Na prática, a revogação não significa expulsão imediata: segundo comunicado dos EUA, Viotti pode permanecer no país e continuar exercendo as funções, mas ficará impedida de retornar caso saia do território norte‑americano, pois terá de solicitar novo visto. Esse limite reduz a capacidade da embaixadora de cumprir agenda internacional, participar de eventos fora dos EUA ou conduzir deslocamentos que demandem passagem pelo país, criando um embaraço operacional para a representação brasileira em Washington. Ainda assim, a embaixada segue em funcionamento com a titularidade mantida, a despeito do constrangimento.
Politicamente, o episódio amplia desgaste e deixa sinais claros de falha nos canais de comunicação entre Brasília e Washington.
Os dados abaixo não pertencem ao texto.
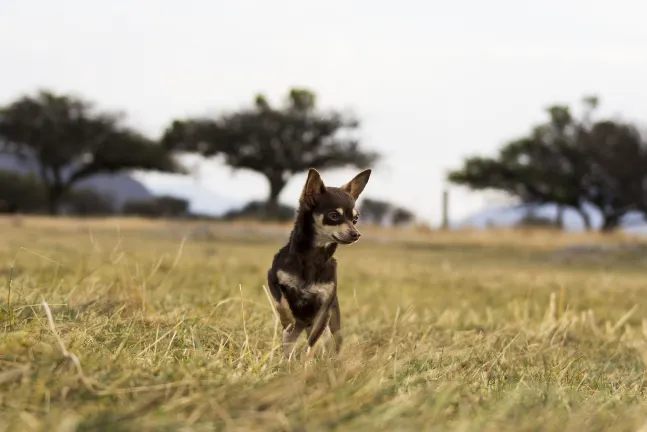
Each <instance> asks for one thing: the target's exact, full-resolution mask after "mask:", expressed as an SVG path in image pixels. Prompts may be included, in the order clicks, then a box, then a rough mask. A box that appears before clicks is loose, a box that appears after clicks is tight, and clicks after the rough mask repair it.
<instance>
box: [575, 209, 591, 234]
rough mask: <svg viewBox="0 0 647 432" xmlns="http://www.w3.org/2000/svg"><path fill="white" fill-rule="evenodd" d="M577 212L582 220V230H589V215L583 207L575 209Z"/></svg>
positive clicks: (586, 230)
mask: <svg viewBox="0 0 647 432" xmlns="http://www.w3.org/2000/svg"><path fill="white" fill-rule="evenodd" d="M577 212H578V213H579V214H580V217H581V218H582V221H583V222H584V230H585V231H591V217H590V216H589V214H588V213H587V212H586V211H584V210H583V209H577Z"/></svg>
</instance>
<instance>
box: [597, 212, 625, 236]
mask: <svg viewBox="0 0 647 432" xmlns="http://www.w3.org/2000/svg"><path fill="white" fill-rule="evenodd" d="M602 217H603V219H602V227H601V228H600V231H601V232H603V233H605V234H608V233H611V232H613V231H615V229H616V228H618V226H620V219H621V215H619V214H617V213H612V214H603V215H602Z"/></svg>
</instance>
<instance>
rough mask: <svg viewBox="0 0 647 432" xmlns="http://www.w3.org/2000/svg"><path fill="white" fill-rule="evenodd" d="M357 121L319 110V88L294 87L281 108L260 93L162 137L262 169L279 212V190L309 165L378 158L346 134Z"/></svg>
mask: <svg viewBox="0 0 647 432" xmlns="http://www.w3.org/2000/svg"><path fill="white" fill-rule="evenodd" d="M358 127H359V122H358V121H357V120H356V119H354V118H352V117H350V116H346V115H344V114H342V113H339V112H336V111H332V112H320V111H319V110H317V109H316V97H315V95H314V93H312V92H310V91H308V90H305V89H297V88H294V89H292V90H290V92H289V95H288V97H287V102H286V103H285V105H284V106H281V107H278V108H275V107H272V106H271V105H270V104H269V103H268V101H267V99H266V98H265V97H264V96H263V95H258V96H256V100H255V104H254V105H253V106H252V107H251V108H243V109H240V110H238V111H236V112H233V113H226V114H223V115H222V116H220V117H219V118H195V119H184V120H176V121H174V122H173V123H172V124H171V125H170V126H169V127H168V128H167V129H166V131H165V133H164V136H163V139H162V142H163V143H164V145H165V146H166V147H167V148H169V149H173V150H180V151H185V152H197V153H200V154H202V155H203V156H205V157H210V156H216V155H223V156H224V159H225V163H226V164H227V165H229V166H231V167H232V168H234V169H247V170H251V171H255V172H257V173H259V174H261V175H263V176H264V177H265V178H266V179H267V182H268V184H269V195H268V198H267V201H266V211H267V212H268V213H269V214H275V213H276V211H277V210H278V208H279V204H278V198H279V195H280V193H281V191H282V190H283V188H284V187H285V185H286V184H287V182H288V180H289V179H290V177H291V176H293V175H294V174H297V173H301V172H305V171H307V170H308V169H309V168H316V169H319V170H323V169H330V168H341V167H346V166H353V167H357V168H359V169H363V168H367V167H368V166H370V165H371V164H373V163H374V162H376V161H377V160H378V158H379V155H378V154H377V153H375V152H370V151H365V150H362V149H361V148H360V145H359V141H358V140H357V139H355V138H352V137H349V136H346V135H344V134H343V133H344V132H352V131H353V130H356V129H357V128H358Z"/></svg>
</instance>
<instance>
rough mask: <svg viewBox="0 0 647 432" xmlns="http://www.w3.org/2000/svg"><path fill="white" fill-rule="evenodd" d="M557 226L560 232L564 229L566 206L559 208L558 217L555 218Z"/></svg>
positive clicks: (557, 227)
mask: <svg viewBox="0 0 647 432" xmlns="http://www.w3.org/2000/svg"><path fill="white" fill-rule="evenodd" d="M555 225H556V226H557V228H559V229H560V230H563V229H564V206H563V205H558V206H557V217H556V218H555Z"/></svg>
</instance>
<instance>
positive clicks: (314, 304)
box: [267, 168, 371, 359]
mask: <svg viewBox="0 0 647 432" xmlns="http://www.w3.org/2000/svg"><path fill="white" fill-rule="evenodd" d="M370 176H371V170H370V169H367V170H365V171H362V172H361V173H359V174H358V175H356V176H355V177H354V178H353V179H352V180H351V181H349V182H348V183H346V184H345V185H343V186H341V187H339V188H337V187H326V186H325V185H324V183H323V181H322V180H321V176H320V175H319V173H318V172H317V170H315V169H312V168H311V169H310V171H309V172H308V178H307V180H306V184H305V186H304V187H303V191H302V193H301V197H300V199H299V208H298V211H297V217H296V221H295V223H294V228H293V230H292V232H291V233H290V239H289V241H288V243H287V244H286V245H285V246H283V247H282V248H281V249H280V250H279V251H278V253H277V254H276V255H275V256H274V260H273V261H272V267H271V268H270V269H269V271H268V273H267V279H268V285H269V288H270V292H271V293H272V297H274V300H275V302H276V303H275V307H276V310H277V312H278V314H279V316H280V318H281V325H282V327H283V353H284V355H285V357H287V358H288V359H289V358H290V357H291V355H292V351H293V350H294V346H295V344H296V342H297V340H298V338H299V336H300V335H301V333H302V332H303V330H305V331H306V334H307V335H308V346H309V347H308V350H310V349H311V348H312V346H313V345H314V344H315V343H316V342H317V340H318V339H319V337H321V335H322V334H323V332H324V330H325V328H326V325H328V327H329V328H330V332H331V333H332V335H333V339H334V342H335V347H336V350H337V352H339V350H340V349H341V343H342V335H341V314H340V311H339V301H338V299H337V261H336V260H335V259H334V258H333V254H334V253H335V251H336V250H337V245H339V244H342V245H348V244H351V243H355V242H356V241H357V240H359V237H360V232H359V231H357V229H356V228H355V224H356V223H357V220H358V218H359V212H358V211H357V209H356V208H355V202H356V201H357V198H358V197H359V195H360V194H361V193H362V191H363V190H364V187H365V186H366V183H367V182H368V179H369V177H370Z"/></svg>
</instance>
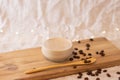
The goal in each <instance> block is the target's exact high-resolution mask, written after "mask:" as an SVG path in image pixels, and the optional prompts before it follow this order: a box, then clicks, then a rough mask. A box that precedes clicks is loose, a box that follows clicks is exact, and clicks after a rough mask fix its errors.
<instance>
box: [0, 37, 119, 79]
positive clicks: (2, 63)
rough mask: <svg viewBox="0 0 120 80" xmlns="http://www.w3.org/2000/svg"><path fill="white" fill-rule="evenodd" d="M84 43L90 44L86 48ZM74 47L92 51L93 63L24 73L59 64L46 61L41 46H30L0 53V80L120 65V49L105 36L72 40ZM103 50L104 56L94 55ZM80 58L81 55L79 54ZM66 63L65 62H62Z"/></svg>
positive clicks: (87, 52) (29, 77)
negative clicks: (88, 49) (41, 51)
mask: <svg viewBox="0 0 120 80" xmlns="http://www.w3.org/2000/svg"><path fill="white" fill-rule="evenodd" d="M86 43H89V44H90V45H91V47H90V50H86V46H85V45H86ZM73 45H74V47H77V48H79V49H82V50H83V51H84V52H86V53H89V52H90V53H92V55H93V57H95V58H97V61H96V62H95V63H94V64H90V65H83V66H77V68H76V69H74V68H73V67H71V66H69V67H62V68H56V69H51V70H47V71H43V72H38V73H33V74H25V73H24V71H26V70H29V69H32V68H37V67H43V66H48V65H53V64H61V63H55V62H51V61H48V60H47V59H45V58H44V57H43V55H42V52H41V48H40V47H38V48H31V49H25V50H19V51H13V52H8V53H6V54H0V80H46V79H51V78H57V77H61V76H66V75H70V74H75V73H78V72H84V71H86V70H95V69H98V68H107V67H112V66H117V65H120V50H119V49H118V48H116V47H115V46H114V45H113V44H111V42H109V41H108V40H107V39H105V38H95V39H94V41H90V40H82V41H81V43H78V42H73ZM101 50H104V51H105V54H106V55H105V56H104V57H101V56H100V55H96V51H101ZM80 57H81V58H82V57H83V56H80ZM64 63H66V62H64Z"/></svg>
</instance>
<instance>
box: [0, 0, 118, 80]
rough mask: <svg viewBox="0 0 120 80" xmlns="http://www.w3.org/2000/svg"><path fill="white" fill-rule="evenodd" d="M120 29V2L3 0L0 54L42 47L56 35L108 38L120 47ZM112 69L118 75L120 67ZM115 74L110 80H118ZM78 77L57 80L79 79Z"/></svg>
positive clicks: (109, 0)
mask: <svg viewBox="0 0 120 80" xmlns="http://www.w3.org/2000/svg"><path fill="white" fill-rule="evenodd" d="M119 28H120V0H0V53H2V52H8V51H13V50H19V49H25V48H30V47H38V46H41V45H42V43H43V41H44V40H45V39H47V38H50V37H56V36H62V37H65V38H68V39H71V40H77V39H80V40H81V39H86V38H90V37H99V36H104V37H106V38H108V39H109V40H111V41H112V42H113V43H114V44H115V45H116V46H117V47H118V48H120V30H119ZM109 69H110V71H111V72H115V71H117V70H120V66H117V67H113V68H109ZM111 74H112V73H111ZM113 75H114V76H113V78H111V79H109V80H118V79H117V75H115V73H113ZM74 76H75V75H73V76H67V77H63V78H57V79H56V80H76V77H74ZM101 77H102V80H108V78H107V77H106V76H104V75H102V76H101ZM92 80H93V79H92Z"/></svg>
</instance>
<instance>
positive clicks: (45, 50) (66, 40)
mask: <svg viewBox="0 0 120 80" xmlns="http://www.w3.org/2000/svg"><path fill="white" fill-rule="evenodd" d="M72 47H73V45H72V41H70V40H68V39H65V38H61V37H55V38H50V39H47V40H46V41H45V42H44V43H43V46H42V54H43V55H44V56H45V57H46V58H47V59H49V60H52V61H55V62H62V61H65V60H67V58H68V57H69V56H70V55H71V54H72V51H73V48H72Z"/></svg>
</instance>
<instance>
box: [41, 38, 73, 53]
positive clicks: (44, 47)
mask: <svg viewBox="0 0 120 80" xmlns="http://www.w3.org/2000/svg"><path fill="white" fill-rule="evenodd" d="M51 39H63V40H65V41H67V42H68V43H69V45H70V46H68V47H67V48H65V49H61V50H54V49H50V48H47V47H46V45H45V43H46V42H47V41H49V40H51ZM72 46H73V44H72V41H71V40H69V39H66V38H63V37H54V38H49V39H47V40H45V41H44V43H43V46H42V47H43V48H44V49H46V50H48V51H53V52H58V51H59V52H60V51H65V50H69V49H71V48H72Z"/></svg>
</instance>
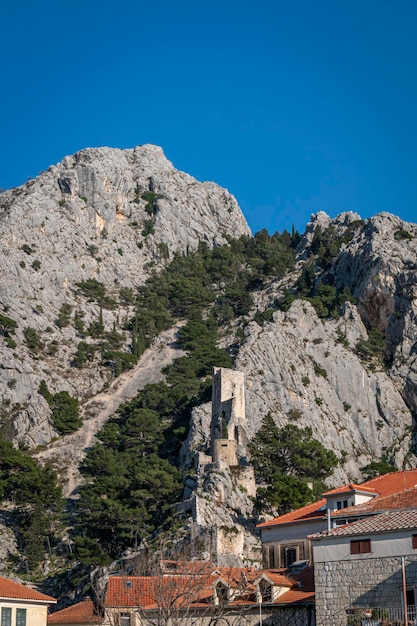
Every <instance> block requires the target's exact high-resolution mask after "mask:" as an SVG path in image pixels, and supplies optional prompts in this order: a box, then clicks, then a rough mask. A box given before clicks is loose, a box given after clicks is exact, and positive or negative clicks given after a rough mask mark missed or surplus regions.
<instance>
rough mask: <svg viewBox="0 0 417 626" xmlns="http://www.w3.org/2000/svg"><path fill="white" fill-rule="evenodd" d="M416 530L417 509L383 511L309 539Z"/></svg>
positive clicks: (330, 530)
mask: <svg viewBox="0 0 417 626" xmlns="http://www.w3.org/2000/svg"><path fill="white" fill-rule="evenodd" d="M410 529H413V530H414V529H417V509H409V510H404V511H385V512H384V513H379V514H378V515H373V516H372V517H366V518H365V519H362V520H358V521H357V522H352V523H351V524H345V525H344V526H338V527H337V528H332V529H331V530H330V531H329V532H328V531H324V532H322V533H316V534H315V535H311V536H310V538H311V539H318V538H322V537H341V536H345V535H364V534H370V533H381V532H390V531H394V530H410Z"/></svg>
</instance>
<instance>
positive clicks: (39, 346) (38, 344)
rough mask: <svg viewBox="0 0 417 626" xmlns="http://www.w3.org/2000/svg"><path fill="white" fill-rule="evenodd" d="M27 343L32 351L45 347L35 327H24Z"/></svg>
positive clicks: (33, 351)
mask: <svg viewBox="0 0 417 626" xmlns="http://www.w3.org/2000/svg"><path fill="white" fill-rule="evenodd" d="M23 336H24V338H25V343H26V345H27V347H28V348H29V350H30V351H31V352H34V353H37V352H39V351H40V350H42V348H43V343H42V341H41V338H40V336H39V333H38V331H37V330H36V329H35V328H30V327H26V328H24V329H23Z"/></svg>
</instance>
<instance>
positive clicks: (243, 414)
mask: <svg viewBox="0 0 417 626" xmlns="http://www.w3.org/2000/svg"><path fill="white" fill-rule="evenodd" d="M245 426H246V414H245V379H244V374H243V372H238V371H236V370H231V369H226V368H224V367H215V368H213V392H212V420H211V433H210V434H211V456H212V457H213V461H214V462H215V463H216V462H218V461H225V462H226V463H227V464H228V465H231V466H233V465H238V464H239V461H238V448H239V445H240V444H242V443H244V441H245V438H246V434H245Z"/></svg>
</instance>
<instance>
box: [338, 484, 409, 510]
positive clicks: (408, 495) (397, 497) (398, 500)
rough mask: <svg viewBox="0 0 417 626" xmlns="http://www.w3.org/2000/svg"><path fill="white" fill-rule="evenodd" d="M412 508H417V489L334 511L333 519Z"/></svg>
mask: <svg viewBox="0 0 417 626" xmlns="http://www.w3.org/2000/svg"><path fill="white" fill-rule="evenodd" d="M411 508H417V487H413V488H412V489H407V491H400V492H399V493H393V494H391V495H389V496H379V497H378V498H373V499H372V500H369V501H368V502H363V503H362V504H356V505H355V506H350V507H348V508H347V509H341V510H340V511H334V512H333V513H332V518H334V517H346V516H349V517H352V516H354V515H356V514H358V515H359V514H361V515H363V514H366V513H369V514H372V513H376V512H379V511H394V510H399V509H411Z"/></svg>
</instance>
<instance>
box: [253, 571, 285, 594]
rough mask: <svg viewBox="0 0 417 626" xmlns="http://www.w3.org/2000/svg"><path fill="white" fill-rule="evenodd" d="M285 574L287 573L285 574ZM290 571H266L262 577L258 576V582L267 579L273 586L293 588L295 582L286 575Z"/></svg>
mask: <svg viewBox="0 0 417 626" xmlns="http://www.w3.org/2000/svg"><path fill="white" fill-rule="evenodd" d="M284 572H285V573H284ZM287 573H288V570H282V571H281V572H280V571H276V570H275V571H274V570H264V571H263V572H262V574H261V575H260V576H258V578H257V581H258V580H260V579H261V578H267V579H268V580H269V581H270V582H271V583H272V584H273V585H277V586H278V587H289V588H290V589H291V587H293V586H294V580H293V579H291V578H289V577H288V576H287V575H286V574H287Z"/></svg>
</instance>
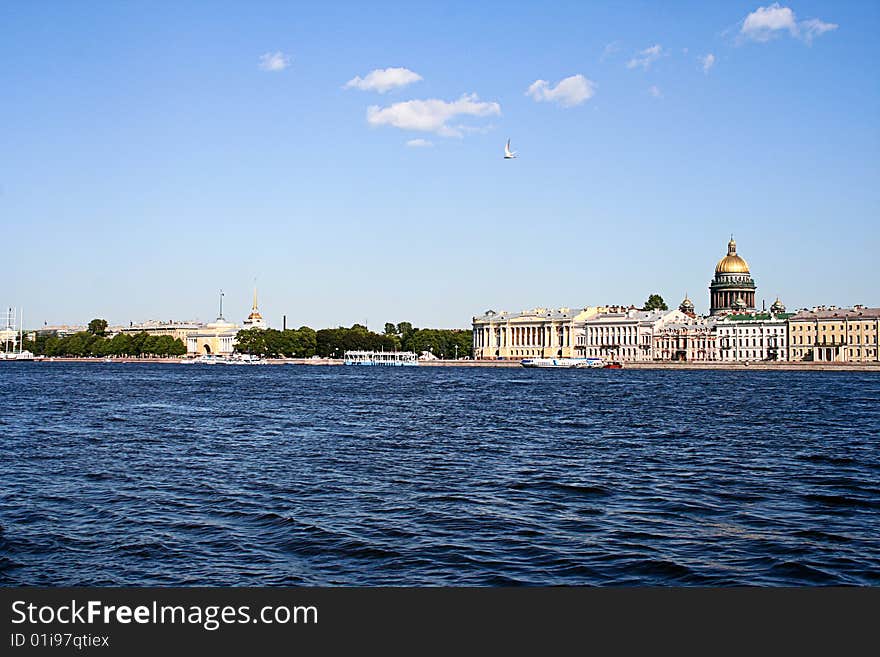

A repercussão pública do caso corrói confiança diplomática e pode ter efeitos práticos além do protocolo: acordos bilaterais em negociação, cooperação em segurança e interlocução em fóruns multilaterais tendem a sofrer com interlocução mais cautelosa e menos fluida. Para o governo brasileiro, a decisão implicará pressão interna sobre o Itamaraty e eventual cobrança de aliados, já que a reversão do gesto americano depende, em grande parte, de concessão do agrément a Perez.
Há caminhos claros para reduzir o estrago: conceder o agrément e restabelecer o costume da reciprocidade costuma ser a solução mais rápida para retomar normalidade. A alternativa — prolongar o impasse — poderia levar a medidas recíprocas adicionais e aprofundar o isolamento temporário da representação brasileira. No plano político, o caso complica a narrativa oficial sobre capacidade de gestão nas relações externas e cria um problema concreto que exige resposta pragmática, antes que a tensão se traduza em custos mais amplos para interesses comerciais e de segurança.